An interesting story I missed in yesterday’s Arkansas Democrat-Gazette: Jim Gilchrist, founder of the Minutemen Project devoted to combating illegal immigration, spoke Friday at the Clinton School for Public Service in Little Rock, and pronounced himself displeased with both major party presidential candidates.
Gilchrist argued that Barack Obama and John McCain are sidestepping the issue of illegal immigration because it’s “too controversial” and “they don’t want to deal with it,” reporter Evin Demirel writes.
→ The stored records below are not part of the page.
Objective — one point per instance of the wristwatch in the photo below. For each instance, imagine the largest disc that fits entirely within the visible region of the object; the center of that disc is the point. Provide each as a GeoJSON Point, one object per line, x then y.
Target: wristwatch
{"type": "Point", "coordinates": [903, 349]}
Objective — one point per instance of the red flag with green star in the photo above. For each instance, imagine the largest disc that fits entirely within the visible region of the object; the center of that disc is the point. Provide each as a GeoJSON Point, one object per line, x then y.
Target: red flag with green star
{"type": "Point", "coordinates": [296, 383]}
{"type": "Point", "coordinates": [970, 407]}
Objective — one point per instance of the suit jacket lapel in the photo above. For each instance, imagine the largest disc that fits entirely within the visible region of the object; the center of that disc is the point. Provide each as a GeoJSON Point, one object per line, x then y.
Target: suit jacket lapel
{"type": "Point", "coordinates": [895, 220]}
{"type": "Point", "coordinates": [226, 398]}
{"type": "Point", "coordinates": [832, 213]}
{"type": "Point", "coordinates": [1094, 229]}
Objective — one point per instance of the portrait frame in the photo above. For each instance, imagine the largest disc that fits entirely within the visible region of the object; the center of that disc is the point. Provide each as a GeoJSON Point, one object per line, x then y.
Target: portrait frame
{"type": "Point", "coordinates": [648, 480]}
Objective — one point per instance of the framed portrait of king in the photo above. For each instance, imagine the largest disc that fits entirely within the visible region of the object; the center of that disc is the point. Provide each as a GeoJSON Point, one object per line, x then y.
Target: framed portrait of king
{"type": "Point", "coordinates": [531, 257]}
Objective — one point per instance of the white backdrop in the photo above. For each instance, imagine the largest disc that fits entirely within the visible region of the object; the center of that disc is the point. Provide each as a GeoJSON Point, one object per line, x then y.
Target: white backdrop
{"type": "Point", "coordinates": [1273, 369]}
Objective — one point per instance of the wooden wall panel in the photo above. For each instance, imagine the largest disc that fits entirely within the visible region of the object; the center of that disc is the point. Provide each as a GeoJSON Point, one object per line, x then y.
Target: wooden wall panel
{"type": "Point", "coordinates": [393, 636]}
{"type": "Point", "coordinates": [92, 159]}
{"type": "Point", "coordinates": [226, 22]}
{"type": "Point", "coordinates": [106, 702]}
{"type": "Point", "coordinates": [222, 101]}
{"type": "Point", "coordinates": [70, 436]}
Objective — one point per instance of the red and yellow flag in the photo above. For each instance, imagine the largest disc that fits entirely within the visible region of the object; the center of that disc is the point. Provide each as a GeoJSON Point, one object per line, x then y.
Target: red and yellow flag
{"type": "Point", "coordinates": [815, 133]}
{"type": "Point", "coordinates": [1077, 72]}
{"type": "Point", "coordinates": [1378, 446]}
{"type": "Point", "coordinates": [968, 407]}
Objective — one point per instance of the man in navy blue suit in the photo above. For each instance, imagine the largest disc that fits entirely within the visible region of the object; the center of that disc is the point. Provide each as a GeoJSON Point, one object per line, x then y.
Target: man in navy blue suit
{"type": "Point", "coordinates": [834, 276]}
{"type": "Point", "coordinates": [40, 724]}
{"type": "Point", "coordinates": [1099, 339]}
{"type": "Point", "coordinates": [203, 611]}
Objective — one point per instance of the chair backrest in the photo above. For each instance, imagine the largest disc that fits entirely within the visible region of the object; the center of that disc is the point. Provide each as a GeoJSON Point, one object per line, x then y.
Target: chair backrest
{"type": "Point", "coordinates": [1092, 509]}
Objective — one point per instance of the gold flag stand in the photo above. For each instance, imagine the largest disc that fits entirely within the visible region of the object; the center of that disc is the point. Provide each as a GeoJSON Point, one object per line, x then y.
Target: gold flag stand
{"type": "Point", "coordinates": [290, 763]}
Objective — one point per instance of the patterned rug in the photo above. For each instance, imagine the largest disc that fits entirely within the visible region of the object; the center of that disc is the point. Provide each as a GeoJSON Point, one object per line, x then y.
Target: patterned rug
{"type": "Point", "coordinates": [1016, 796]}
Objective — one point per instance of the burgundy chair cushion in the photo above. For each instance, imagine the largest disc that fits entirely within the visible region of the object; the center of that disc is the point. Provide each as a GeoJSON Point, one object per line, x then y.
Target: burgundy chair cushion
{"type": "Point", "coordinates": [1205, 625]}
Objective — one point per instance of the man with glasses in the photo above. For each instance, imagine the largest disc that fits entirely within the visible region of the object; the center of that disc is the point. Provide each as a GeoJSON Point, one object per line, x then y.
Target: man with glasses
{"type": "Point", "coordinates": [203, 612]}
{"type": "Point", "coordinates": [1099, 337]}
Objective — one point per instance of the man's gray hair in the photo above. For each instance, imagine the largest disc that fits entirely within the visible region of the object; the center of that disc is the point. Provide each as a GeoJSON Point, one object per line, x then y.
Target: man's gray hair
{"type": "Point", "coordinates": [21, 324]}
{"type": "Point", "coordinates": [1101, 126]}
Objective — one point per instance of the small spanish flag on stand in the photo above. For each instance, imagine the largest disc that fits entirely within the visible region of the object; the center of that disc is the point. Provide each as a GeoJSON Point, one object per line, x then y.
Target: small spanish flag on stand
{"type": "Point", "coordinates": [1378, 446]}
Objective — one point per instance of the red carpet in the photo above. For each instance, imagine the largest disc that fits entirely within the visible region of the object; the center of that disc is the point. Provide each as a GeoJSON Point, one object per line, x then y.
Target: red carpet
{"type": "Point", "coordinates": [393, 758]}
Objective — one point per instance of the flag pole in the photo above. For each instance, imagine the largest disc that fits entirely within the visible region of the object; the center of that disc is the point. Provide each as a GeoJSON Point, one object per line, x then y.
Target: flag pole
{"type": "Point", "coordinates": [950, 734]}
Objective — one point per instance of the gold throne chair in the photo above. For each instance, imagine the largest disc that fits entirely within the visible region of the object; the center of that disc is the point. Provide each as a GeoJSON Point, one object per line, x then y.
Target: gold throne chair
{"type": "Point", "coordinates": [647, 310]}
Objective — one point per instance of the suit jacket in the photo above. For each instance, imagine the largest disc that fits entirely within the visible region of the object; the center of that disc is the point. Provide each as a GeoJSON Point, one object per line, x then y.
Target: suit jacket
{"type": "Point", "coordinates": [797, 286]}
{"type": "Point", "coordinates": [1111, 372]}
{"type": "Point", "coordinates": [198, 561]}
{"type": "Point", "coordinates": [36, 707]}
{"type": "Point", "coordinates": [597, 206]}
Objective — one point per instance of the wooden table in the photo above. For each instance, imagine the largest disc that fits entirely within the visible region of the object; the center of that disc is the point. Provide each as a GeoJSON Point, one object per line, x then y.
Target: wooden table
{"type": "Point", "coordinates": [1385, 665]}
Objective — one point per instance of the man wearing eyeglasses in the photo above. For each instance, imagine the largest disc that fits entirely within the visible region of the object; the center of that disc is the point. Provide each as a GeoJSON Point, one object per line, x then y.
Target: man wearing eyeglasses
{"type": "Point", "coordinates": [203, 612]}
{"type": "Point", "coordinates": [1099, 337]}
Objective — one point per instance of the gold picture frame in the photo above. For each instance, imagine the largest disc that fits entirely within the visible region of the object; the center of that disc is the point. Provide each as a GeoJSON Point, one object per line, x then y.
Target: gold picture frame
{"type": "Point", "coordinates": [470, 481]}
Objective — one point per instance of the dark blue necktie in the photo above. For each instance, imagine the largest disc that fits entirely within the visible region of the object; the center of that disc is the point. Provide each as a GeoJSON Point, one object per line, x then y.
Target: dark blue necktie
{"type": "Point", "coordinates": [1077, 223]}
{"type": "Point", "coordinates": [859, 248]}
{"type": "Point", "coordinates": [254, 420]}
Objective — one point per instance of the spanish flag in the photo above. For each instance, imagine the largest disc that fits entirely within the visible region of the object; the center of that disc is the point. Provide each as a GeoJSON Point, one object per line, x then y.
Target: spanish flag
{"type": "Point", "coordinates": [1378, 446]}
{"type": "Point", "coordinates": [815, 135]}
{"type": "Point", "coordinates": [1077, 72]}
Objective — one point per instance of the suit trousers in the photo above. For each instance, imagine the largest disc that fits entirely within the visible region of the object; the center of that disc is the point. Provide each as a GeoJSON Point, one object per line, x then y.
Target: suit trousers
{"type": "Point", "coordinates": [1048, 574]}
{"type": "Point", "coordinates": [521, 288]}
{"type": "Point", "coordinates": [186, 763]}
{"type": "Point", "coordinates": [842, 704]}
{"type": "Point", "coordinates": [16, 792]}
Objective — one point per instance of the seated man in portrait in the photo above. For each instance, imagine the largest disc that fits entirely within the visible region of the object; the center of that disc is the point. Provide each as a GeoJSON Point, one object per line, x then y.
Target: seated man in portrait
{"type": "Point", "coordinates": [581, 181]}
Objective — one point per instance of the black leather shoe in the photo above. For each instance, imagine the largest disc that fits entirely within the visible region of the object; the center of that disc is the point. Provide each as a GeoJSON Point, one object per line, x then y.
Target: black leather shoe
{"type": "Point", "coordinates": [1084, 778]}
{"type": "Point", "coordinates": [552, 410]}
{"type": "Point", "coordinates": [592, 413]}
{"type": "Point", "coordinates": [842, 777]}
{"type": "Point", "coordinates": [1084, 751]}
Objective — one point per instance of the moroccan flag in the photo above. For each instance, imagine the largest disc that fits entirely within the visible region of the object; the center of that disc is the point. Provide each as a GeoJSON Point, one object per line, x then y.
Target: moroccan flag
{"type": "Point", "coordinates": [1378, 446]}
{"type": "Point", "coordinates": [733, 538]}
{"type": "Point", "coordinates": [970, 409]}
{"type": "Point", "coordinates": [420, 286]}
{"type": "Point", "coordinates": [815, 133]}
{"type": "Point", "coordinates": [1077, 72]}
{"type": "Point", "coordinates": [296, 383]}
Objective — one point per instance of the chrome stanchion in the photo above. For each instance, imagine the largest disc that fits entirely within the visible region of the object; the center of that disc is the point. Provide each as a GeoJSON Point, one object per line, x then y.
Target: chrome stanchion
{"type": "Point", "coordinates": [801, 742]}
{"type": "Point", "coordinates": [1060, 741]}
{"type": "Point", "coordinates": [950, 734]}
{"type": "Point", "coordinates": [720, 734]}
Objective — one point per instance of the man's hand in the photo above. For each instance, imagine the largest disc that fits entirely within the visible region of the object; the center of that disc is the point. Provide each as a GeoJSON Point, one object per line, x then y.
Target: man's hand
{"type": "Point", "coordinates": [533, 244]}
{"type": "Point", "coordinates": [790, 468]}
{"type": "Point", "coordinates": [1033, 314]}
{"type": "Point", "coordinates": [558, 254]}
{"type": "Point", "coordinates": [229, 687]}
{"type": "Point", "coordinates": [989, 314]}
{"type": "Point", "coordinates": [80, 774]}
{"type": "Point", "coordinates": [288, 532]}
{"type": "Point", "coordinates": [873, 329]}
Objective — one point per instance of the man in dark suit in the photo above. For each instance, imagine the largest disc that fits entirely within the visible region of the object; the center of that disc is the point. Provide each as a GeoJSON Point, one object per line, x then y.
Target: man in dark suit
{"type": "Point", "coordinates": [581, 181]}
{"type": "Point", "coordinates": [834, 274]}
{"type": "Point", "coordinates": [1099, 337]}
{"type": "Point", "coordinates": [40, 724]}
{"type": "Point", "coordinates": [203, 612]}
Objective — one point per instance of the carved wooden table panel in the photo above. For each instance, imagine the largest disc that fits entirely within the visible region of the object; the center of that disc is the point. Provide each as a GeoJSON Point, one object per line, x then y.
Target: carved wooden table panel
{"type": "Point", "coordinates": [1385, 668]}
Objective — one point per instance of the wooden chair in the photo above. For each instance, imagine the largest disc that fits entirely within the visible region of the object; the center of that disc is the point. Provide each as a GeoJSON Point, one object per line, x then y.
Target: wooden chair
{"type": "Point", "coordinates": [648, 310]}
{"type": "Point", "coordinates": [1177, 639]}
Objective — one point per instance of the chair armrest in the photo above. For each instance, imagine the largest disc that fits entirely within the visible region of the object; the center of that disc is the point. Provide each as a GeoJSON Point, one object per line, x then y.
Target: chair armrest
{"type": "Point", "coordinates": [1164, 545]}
I’ve suggested before in this space that illegal immigration as a political issue, after generating lots of grassroots heat in 2006 and 2007, is waning. In general, it’s never shown itself to be a proven vote-mover, except in some localized circumstances, and the hard-line restrictionist line that Gilchrist peddles has little traction with a broader audience. In our state, the Secure Arkansas ballot initiative fell on its face, not even landing enough signatures to make the ballot.
If Obama and McCain are “ignoring” the issue, it’s not because it’s “too controversial.” It’s because they’re looking at the realities of their polling and the mood of the electorate and judging that it can be safely ignored at no real cost to their candidacies.
That’s not to say that illegal immigration doesn’t represent real problems for many communities. Obviously, it does, and many schools, hospitals and local governments are struggling with those challenges. But Gilchrist and company are not providing a compelling or realistic argument for what needs to come next.
Class Act Award: To the audience at the Clinton School, a crowd I’ll venture was not in tune with Gilchrist’s message, for offering the man a fair hearing and civil questioning.